Séance du Mercredi 24 janvier 2007

Conférence : « Souveraineté alimentaire et intégration régionale : Quel rôle pour les organisations régionales africaines ? »

Avec

  • Vanessa Alby-Flores, Chargée de programme à Institut de Recherche et d’Application des Méthodes de Développement ;
  • Jean-Christophe Boungou Bazika, directeur du centre d’études et de recherches sur les analyses économiques, Congo-Brazzaville, chercheur à l’université Marien Ngouabi.

Présentation de la séance :

Deux types de pression agissent en faveur de l’intégration régionale. L’une est exercée depuis « la base » par des populations qui veulent pouvoir circuler librement au-delà des frontières pour s’approvisionner, travailler et vendre leurs produits issus pour la plupart de l’agriculture et du secteur rural. L’autre provient de l’extérieur et est fortement liée à la mondialisation du commerce.

Dans le cadre de la renégociation des accords de Cotonou entre l’Union européenne et les pays des zones Afrique Caraïbes Pacifique et de la création du NEPAD, les organisations régionales sont incitées à favoriser les échanges commerciaux par une libéralisation et une ouverture de leurs marchés. Or, le défi d’une intégration régionale réussie en Afrique qui améliore les conditions de vie, réside davantage dans le développement des territoires par l’investissement, l’intégration des économies, de la production, des stratégies industrielles et de développement rural.

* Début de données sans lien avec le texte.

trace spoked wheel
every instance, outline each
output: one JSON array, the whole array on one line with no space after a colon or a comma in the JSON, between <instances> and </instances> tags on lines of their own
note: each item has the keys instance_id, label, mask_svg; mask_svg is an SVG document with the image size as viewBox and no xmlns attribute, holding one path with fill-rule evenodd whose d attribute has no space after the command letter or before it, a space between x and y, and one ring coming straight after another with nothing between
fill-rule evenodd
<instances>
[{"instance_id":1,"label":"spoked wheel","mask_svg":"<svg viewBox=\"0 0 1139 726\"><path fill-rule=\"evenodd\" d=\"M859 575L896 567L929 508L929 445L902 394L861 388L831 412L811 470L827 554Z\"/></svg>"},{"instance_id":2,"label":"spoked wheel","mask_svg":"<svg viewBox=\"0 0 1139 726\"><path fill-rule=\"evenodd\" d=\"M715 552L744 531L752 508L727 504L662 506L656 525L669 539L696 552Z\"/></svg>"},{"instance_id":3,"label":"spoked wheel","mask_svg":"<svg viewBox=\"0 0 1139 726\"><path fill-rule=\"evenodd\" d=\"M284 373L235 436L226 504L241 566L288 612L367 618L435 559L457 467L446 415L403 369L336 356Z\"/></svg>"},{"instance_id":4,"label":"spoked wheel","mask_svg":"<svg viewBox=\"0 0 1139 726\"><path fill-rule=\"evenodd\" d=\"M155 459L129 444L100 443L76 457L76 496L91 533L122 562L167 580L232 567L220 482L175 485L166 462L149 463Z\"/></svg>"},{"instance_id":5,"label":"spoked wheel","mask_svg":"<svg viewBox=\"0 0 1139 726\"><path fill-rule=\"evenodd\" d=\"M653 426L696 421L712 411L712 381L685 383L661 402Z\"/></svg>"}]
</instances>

La problématique de l’intégration régionale pose le débat fondamental de la nature du développement et des voies pour y parvenir. Les conflits sont intenses entre les partisans d’un commerce libéralisé pouvant impulser seul le développement, et ceux demandant une intégration régionale qui permette de protéger les marchés, d’intégrer les systèmes de production pour permettre aux producteurs et commerçants de vivre dignement de leur travail. Ces enjeux sont déterminants pour l’avenir des populations africaines vivant majoritairement de l’agriculture et en milieu rural.

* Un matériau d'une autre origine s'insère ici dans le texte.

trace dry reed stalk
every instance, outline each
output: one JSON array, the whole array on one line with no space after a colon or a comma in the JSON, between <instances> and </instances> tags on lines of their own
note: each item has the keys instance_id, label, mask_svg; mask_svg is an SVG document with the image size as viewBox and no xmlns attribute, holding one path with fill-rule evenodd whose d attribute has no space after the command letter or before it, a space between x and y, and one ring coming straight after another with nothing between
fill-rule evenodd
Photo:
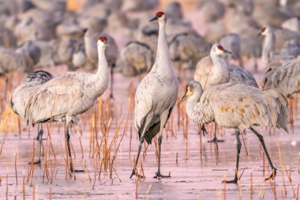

L’ouverture des frontières et la suppression des faibles protections existantes telles qu’elles sont promues par les institutions internationales, entrent en contradiction avec le principe de souveraineté alimentaire. Un nombre croissant d’acteurs, producteurs, chercheurs, fonctionnaires s’inscrivent dans une nouvelle perspective et envisagent une intégration régionale qui consiste à protéger et soutenir les productions locales, et à organiser de véritables marchés agricoles régionaux, comme l’ont fait l’Inde, la Chine et d’autres pays d’Asie.